Fakta Baru dari Keterangan Saksi
Kuasa hukum keluarga korban, Niczem Alfa Wengen, menjelaskan bahwa empat saksi yang diperiksa penyidik di Mapolda Sulut pada Rabu (7/1/2025) malam meliputi ayah, ibu, dan dua orang teman korban. Pemeriksaan berlangsung sejak siang hingga malam hari.
Salah satu saksi, teman korban, memberikan keterangan mengejutkan.

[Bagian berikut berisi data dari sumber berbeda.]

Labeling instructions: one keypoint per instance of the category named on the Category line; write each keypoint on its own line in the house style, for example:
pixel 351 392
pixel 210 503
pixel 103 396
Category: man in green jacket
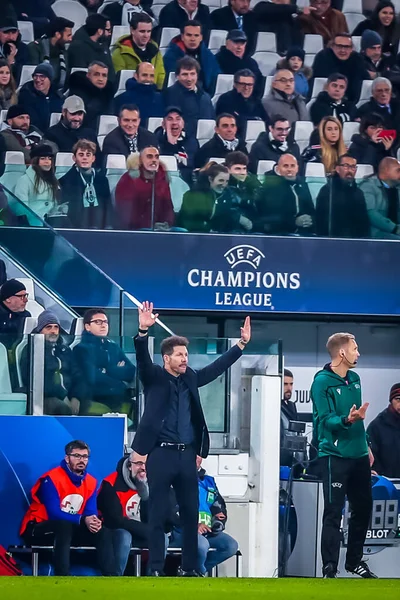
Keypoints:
pixel 344 460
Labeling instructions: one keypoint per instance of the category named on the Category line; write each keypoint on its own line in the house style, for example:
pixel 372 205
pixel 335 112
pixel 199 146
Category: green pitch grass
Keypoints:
pixel 91 588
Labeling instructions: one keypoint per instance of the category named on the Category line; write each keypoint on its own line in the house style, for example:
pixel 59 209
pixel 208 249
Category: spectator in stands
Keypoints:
pixel 70 127
pixel 52 48
pixel 13 301
pixel 123 504
pixel 284 203
pixel 369 147
pixel 106 371
pixel 177 12
pixel 12 49
pixel 8 95
pixel 142 91
pixel 246 184
pixel 173 141
pixel 85 192
pixel 341 58
pixel 341 210
pixel 382 198
pixel 121 12
pixel 233 58
pixel 237 15
pixel 194 102
pixel 331 145
pixel 146 179
pixel 384 437
pixel 128 137
pixel 96 91
pixel 323 20
pixel 224 140
pixel 242 101
pixel 212 519
pixel 283 100
pixel 38 188
pixel 137 47
pixel 18 134
pixel 382 103
pixel 270 145
pixel 332 101
pixel 90 44
pixel 383 21
pixel 63 511
pixel 294 62
pixel 40 96
pixel 61 376
pixel 190 43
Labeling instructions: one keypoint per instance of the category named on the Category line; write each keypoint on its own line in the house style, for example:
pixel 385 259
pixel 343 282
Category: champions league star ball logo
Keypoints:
pixel 242 282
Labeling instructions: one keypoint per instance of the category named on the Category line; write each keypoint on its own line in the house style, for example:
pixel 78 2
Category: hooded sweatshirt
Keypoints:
pixel 332 397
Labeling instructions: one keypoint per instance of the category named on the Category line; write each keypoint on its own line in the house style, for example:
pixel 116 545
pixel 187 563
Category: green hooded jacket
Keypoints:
pixel 332 397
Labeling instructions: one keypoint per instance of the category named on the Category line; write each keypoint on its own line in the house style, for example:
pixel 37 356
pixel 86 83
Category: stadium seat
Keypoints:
pixel 205 130
pixel 217 39
pixel 70 9
pixel 10 403
pixel 266 61
pixel 266 42
pixel 26 30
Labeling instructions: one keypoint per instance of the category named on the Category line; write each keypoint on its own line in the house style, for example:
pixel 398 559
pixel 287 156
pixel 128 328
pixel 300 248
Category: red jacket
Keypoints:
pixel 133 200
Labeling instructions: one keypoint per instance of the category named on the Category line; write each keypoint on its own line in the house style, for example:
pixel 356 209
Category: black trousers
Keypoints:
pixel 343 477
pixel 168 467
pixel 64 534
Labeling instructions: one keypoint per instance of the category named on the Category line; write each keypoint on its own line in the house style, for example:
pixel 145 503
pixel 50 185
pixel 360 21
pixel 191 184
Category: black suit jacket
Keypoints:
pixel 157 397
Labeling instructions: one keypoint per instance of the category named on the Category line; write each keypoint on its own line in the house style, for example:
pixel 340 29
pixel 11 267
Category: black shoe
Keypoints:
pixel 362 569
pixel 182 573
pixel 329 571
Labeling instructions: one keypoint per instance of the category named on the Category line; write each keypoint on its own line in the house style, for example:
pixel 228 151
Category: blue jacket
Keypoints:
pixel 195 105
pixel 210 68
pixel 147 97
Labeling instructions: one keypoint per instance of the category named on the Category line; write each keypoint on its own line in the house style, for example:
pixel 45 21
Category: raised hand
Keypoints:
pixel 146 316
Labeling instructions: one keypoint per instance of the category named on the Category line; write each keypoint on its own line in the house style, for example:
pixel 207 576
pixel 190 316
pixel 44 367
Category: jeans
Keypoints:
pixel 223 544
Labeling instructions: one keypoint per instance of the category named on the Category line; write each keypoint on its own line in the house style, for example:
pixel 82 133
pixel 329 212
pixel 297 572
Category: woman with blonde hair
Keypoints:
pixel 331 144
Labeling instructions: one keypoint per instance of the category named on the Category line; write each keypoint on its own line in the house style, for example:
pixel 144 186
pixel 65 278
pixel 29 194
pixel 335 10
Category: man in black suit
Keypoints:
pixel 172 432
pixel 237 15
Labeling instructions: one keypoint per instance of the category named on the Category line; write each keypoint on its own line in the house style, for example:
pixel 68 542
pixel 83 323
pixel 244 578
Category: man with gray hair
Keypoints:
pixel 382 103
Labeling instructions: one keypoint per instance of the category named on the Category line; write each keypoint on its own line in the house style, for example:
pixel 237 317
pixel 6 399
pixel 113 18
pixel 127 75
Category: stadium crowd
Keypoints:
pixel 264 118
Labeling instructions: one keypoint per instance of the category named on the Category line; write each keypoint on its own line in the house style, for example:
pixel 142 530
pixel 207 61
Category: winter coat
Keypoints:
pixel 41 202
pixel 215 148
pixel 125 57
pixel 265 149
pixel 83 51
pixel 377 203
pixel 348 211
pixel 326 62
pixel 230 64
pixel 115 142
pixel 104 381
pixel 195 105
pixel 210 68
pixel 39 105
pixel 133 200
pixel 79 216
pixel 280 202
pixel 384 436
pixel 97 101
pixel 278 103
pixel 325 106
pixel 243 109
pixel 367 152
pixel 146 97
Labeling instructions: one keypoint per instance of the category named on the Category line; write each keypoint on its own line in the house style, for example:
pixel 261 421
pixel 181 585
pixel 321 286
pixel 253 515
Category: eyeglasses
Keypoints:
pixel 80 456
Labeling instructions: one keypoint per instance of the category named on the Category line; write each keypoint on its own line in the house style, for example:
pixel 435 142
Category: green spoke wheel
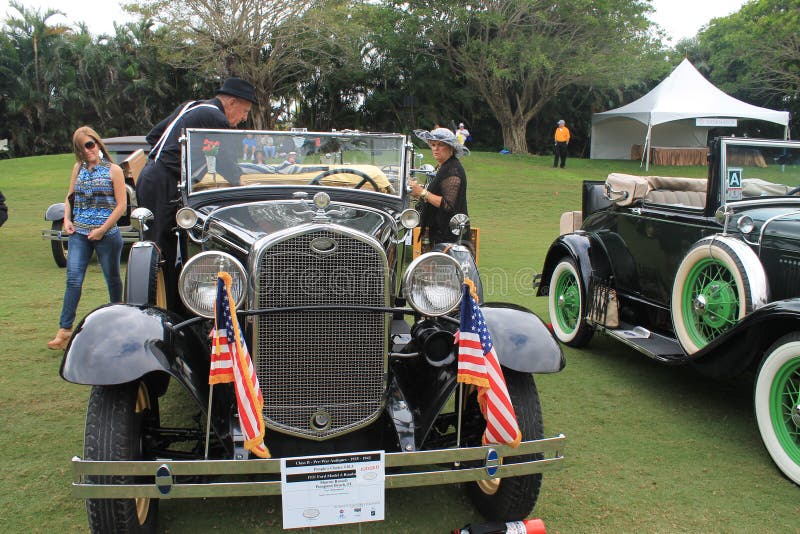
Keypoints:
pixel 709 300
pixel 716 285
pixel 777 404
pixel 567 304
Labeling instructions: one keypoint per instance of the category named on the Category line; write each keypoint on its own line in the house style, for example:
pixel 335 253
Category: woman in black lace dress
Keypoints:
pixel 446 193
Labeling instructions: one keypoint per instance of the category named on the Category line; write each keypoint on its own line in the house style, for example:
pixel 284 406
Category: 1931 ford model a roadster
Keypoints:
pixel 352 340
pixel 704 272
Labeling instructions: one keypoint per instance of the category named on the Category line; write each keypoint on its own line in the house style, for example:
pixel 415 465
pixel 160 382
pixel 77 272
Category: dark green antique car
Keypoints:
pixel 695 271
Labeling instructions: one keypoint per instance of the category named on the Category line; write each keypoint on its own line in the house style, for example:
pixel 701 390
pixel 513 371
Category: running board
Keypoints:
pixel 661 348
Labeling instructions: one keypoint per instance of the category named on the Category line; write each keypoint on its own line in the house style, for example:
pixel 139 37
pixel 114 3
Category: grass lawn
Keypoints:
pixel 650 448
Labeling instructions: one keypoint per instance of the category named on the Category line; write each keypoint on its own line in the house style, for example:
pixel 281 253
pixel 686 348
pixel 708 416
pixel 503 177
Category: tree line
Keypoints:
pixel 508 69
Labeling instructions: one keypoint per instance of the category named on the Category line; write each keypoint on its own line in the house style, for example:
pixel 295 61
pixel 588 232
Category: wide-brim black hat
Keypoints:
pixel 239 88
pixel 443 135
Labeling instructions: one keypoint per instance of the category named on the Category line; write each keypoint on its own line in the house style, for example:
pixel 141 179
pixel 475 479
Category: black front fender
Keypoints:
pixel 576 246
pixel 119 343
pixel 522 340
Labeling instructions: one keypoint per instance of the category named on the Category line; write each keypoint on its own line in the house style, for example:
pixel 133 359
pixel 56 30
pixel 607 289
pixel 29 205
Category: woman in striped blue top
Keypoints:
pixel 91 222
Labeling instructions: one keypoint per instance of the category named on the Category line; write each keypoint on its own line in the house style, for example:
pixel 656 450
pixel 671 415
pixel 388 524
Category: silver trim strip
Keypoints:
pixel 431 471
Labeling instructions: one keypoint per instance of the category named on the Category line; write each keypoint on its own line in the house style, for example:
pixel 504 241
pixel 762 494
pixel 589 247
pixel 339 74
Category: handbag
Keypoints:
pixel 605 308
pixel 71 198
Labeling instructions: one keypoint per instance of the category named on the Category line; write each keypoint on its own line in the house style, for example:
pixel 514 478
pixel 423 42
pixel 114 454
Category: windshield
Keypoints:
pixel 237 158
pixel 757 169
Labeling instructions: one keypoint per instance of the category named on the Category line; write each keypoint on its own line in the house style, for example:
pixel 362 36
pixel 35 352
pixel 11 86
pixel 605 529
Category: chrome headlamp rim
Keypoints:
pixel 409 218
pixel 234 267
pixel 186 218
pixel 408 279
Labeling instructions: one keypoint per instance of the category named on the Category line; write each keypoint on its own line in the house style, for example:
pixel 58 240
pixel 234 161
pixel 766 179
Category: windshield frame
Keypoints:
pixel 733 195
pixel 385 157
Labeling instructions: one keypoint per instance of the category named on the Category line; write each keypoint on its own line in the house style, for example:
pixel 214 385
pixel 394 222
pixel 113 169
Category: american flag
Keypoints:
pixel 230 362
pixel 478 365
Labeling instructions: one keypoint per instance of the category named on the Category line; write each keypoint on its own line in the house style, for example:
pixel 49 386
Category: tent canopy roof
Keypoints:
pixel 686 94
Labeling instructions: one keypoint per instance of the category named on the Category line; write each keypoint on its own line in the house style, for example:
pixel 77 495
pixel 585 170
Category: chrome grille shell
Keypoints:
pixel 329 363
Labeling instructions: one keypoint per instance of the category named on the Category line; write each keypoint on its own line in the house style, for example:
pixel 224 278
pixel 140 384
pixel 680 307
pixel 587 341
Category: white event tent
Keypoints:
pixel 666 116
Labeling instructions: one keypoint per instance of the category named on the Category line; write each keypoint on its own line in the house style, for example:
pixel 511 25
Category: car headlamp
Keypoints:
pixel 198 281
pixel 409 218
pixel 432 284
pixel 186 218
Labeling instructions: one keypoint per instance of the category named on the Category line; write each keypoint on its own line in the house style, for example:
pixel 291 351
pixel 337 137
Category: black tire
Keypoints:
pixel 777 406
pixel 144 278
pixel 566 302
pixel 59 247
pixel 512 499
pixel 116 419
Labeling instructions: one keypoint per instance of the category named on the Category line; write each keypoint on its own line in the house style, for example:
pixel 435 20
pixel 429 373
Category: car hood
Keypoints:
pixel 782 222
pixel 252 221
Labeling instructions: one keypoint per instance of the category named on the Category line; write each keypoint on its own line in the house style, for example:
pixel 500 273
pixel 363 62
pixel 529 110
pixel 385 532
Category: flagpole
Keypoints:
pixel 208 419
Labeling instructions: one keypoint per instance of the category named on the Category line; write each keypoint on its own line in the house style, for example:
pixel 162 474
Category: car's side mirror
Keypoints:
pixel 723 216
pixel 139 219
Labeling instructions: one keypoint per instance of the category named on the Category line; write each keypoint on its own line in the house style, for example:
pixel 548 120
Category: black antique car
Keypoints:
pixel 352 339
pixel 695 271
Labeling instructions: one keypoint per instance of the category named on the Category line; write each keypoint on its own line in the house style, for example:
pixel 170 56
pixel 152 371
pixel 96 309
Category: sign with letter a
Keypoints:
pixel 734 189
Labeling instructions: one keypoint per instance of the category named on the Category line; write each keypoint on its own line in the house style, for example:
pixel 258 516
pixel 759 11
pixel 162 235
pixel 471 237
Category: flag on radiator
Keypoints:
pixel 230 362
pixel 478 365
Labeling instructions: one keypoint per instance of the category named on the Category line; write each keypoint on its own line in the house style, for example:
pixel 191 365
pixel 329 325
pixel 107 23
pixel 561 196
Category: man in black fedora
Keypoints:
pixel 157 185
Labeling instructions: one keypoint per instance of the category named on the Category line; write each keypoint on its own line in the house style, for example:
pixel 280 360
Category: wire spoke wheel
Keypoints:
pixel 710 301
pixel 567 305
pixel 719 282
pixel 777 404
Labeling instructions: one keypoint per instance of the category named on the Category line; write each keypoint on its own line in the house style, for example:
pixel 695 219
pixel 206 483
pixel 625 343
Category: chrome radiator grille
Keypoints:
pixel 321 365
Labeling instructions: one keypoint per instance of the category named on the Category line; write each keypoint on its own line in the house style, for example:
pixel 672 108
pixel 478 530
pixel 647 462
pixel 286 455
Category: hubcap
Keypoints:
pixel 710 301
pixel 567 302
pixel 785 408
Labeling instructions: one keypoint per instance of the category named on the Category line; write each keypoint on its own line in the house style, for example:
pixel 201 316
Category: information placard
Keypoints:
pixel 333 489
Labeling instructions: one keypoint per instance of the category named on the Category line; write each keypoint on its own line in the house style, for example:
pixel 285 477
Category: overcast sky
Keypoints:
pixel 680 18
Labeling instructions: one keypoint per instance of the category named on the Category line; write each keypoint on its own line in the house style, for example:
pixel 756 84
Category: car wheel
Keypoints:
pixel 777 404
pixel 59 247
pixel 567 305
pixel 116 421
pixel 513 498
pixel 144 279
pixel 711 292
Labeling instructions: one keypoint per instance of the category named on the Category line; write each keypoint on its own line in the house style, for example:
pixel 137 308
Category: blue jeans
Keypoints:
pixel 79 252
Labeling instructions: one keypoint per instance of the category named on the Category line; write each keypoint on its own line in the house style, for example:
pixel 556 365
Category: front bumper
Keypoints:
pixel 235 478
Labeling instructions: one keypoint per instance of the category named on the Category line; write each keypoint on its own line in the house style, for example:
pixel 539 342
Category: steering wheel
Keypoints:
pixel 365 178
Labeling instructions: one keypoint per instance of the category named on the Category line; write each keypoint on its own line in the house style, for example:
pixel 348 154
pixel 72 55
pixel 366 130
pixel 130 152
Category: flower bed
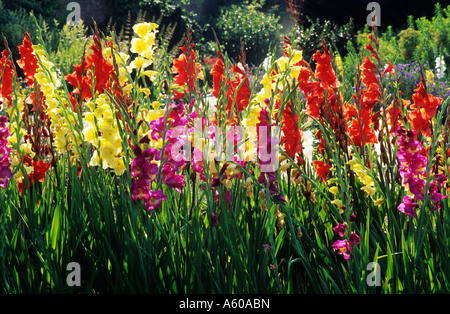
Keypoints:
pixel 265 182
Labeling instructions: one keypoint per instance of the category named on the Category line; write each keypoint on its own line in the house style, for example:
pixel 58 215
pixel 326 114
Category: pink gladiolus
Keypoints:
pixel 5 161
pixel 340 229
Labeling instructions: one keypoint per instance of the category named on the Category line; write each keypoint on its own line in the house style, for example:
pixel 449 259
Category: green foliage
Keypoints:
pixel 14 24
pixel 44 8
pixel 426 39
pixel 335 37
pixel 71 44
pixel 257 31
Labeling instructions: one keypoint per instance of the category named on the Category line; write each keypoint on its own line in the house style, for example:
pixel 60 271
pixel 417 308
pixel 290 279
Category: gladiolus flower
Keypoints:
pixel 340 229
pixel 155 199
pixel 322 169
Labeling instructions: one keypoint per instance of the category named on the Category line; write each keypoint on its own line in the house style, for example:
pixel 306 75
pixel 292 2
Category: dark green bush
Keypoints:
pixel 311 37
pixel 259 32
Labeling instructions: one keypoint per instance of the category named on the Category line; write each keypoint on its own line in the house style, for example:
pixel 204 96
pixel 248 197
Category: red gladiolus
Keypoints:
pixel 94 62
pixel 360 117
pixel 187 70
pixel 324 71
pixel 218 74
pixel 425 107
pixel 6 66
pixel 28 61
pixel 292 138
pixel 394 113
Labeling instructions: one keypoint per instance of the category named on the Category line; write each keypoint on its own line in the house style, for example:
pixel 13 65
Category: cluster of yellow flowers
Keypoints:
pixel 102 131
pixel 62 118
pixel 270 78
pixel 15 140
pixel 366 180
pixel 144 46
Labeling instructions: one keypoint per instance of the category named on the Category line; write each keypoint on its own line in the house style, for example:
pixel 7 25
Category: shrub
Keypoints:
pixel 257 31
pixel 335 36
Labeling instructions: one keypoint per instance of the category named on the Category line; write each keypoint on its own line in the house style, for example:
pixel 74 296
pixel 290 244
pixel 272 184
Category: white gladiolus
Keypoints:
pixel 308 148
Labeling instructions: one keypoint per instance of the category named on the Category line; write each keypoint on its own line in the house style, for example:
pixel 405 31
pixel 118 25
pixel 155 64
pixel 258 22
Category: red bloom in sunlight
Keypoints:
pixel 218 74
pixel 394 114
pixel 322 169
pixel 360 117
pixel 425 107
pixel 28 61
pixel 371 94
pixel 80 81
pixel 237 88
pixel 102 71
pixel 324 71
pixel 6 88
pixel 187 70
pixel 360 130
pixel 242 91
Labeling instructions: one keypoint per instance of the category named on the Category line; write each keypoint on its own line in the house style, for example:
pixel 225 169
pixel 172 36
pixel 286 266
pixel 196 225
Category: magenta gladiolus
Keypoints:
pixel 340 229
pixel 5 161
pixel 155 199
pixel 343 248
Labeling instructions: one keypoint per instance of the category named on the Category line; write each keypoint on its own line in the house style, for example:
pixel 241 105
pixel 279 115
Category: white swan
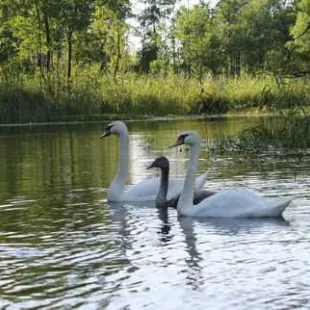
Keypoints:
pixel 145 190
pixel 225 203
pixel 161 201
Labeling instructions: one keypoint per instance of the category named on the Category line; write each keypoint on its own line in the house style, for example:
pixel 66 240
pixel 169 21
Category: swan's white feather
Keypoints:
pixel 146 190
pixel 238 203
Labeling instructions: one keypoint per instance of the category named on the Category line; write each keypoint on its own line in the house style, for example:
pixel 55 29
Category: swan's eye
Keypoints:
pixel 182 137
pixel 108 128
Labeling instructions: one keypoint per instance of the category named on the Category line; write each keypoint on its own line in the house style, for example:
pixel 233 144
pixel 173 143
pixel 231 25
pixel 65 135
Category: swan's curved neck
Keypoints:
pixel 117 187
pixel 161 198
pixel 187 196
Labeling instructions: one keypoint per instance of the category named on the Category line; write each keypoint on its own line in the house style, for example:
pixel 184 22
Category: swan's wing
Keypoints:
pixel 239 204
pixel 146 190
pixel 200 180
pixel 143 191
pixel 201 195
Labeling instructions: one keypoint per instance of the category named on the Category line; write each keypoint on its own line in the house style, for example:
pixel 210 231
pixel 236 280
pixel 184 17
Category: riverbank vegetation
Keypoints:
pixel 71 60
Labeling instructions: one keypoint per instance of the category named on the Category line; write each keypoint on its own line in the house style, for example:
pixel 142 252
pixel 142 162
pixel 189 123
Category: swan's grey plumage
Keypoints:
pixel 145 190
pixel 225 203
pixel 161 199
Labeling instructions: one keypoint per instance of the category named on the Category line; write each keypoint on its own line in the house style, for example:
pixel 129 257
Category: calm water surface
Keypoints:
pixel 62 246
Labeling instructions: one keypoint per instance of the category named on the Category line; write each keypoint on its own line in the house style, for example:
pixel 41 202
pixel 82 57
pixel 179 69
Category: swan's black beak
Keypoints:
pixel 150 166
pixel 106 132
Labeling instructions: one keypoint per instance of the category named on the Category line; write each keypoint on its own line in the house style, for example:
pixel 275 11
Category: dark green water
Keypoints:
pixel 62 246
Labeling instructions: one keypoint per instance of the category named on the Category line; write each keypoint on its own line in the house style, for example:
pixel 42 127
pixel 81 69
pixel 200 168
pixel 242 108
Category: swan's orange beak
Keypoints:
pixel 179 141
pixel 105 134
pixel 150 166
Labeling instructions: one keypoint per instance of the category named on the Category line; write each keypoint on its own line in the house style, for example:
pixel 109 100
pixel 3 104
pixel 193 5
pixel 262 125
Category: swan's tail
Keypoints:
pixel 200 181
pixel 279 208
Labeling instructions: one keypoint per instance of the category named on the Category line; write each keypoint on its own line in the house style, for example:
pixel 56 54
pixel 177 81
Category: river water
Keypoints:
pixel 62 246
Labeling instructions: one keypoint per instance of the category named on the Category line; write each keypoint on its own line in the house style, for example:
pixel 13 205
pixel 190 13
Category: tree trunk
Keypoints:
pixel 118 55
pixel 69 54
pixel 48 40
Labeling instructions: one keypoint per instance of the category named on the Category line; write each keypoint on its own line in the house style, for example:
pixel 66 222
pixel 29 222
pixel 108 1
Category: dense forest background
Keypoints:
pixel 70 59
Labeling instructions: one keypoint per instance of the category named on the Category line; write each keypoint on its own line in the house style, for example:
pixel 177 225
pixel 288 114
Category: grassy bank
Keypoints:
pixel 133 96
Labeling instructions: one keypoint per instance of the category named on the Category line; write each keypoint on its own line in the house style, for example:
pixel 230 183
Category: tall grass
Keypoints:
pixel 90 96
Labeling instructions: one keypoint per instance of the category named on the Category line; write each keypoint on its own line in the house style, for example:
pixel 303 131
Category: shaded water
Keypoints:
pixel 63 246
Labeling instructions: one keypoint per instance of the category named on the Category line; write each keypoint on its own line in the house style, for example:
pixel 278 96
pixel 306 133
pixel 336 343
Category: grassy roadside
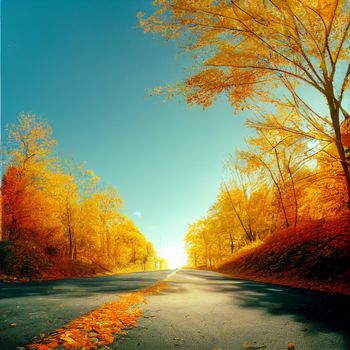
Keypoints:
pixel 315 255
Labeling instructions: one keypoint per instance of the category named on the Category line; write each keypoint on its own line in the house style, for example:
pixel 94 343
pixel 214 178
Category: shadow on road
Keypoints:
pixel 79 287
pixel 321 311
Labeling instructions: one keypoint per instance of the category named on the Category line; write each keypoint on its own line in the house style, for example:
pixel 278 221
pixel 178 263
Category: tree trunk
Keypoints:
pixel 341 152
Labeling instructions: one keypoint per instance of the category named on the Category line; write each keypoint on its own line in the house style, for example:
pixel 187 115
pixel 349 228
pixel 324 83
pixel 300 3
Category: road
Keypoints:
pixel 37 307
pixel 198 310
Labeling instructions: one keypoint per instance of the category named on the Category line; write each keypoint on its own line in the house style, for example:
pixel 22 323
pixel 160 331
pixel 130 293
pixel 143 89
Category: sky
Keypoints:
pixel 85 67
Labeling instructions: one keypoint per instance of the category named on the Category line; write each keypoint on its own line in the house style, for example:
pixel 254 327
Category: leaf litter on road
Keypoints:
pixel 98 328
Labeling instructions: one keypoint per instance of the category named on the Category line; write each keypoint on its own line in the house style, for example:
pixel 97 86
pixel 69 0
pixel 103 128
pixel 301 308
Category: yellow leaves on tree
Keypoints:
pixel 256 51
pixel 60 207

Ia melihat EMM masuk ke kos dalam keadaan menangis pada 29 Desember 2025 sekitar pukul 18.00 WITA. Saksi tersebut kemudian menegur dan menanyakan penyebab korban menangis hingga kakinya terluka.
“Saksi bertanya lagi, ‘kenapa kaki kamu ada luka’, lalu korban mengaku oknum dosen itu katanya ingin melakukan perlakuan yang tidak baik saat dirinya dibawa ke suatu pekuburan,” ungkap Niczem menirukan keterangan saksi.
Korban mengaku sempat dibawa oleh oknum dosen tersebut ke sebuah pekuburan sebelum akhirnya diturunkan di dekat lorong kosnya.
Informasi dalam artikel ini tidak ditujukan untuk menginspirasi siapa pun untuk melakukan tindakan serupa. Bila Anda merasakan gejala depresi dengan kecenderungan berupa pemikiran untuk bunuh diri, segera konsultasikan persoalan ke pihak-pihak yang dapat membantu, seperti psikolog, psikiater, ataupun klinik kesehatan mental.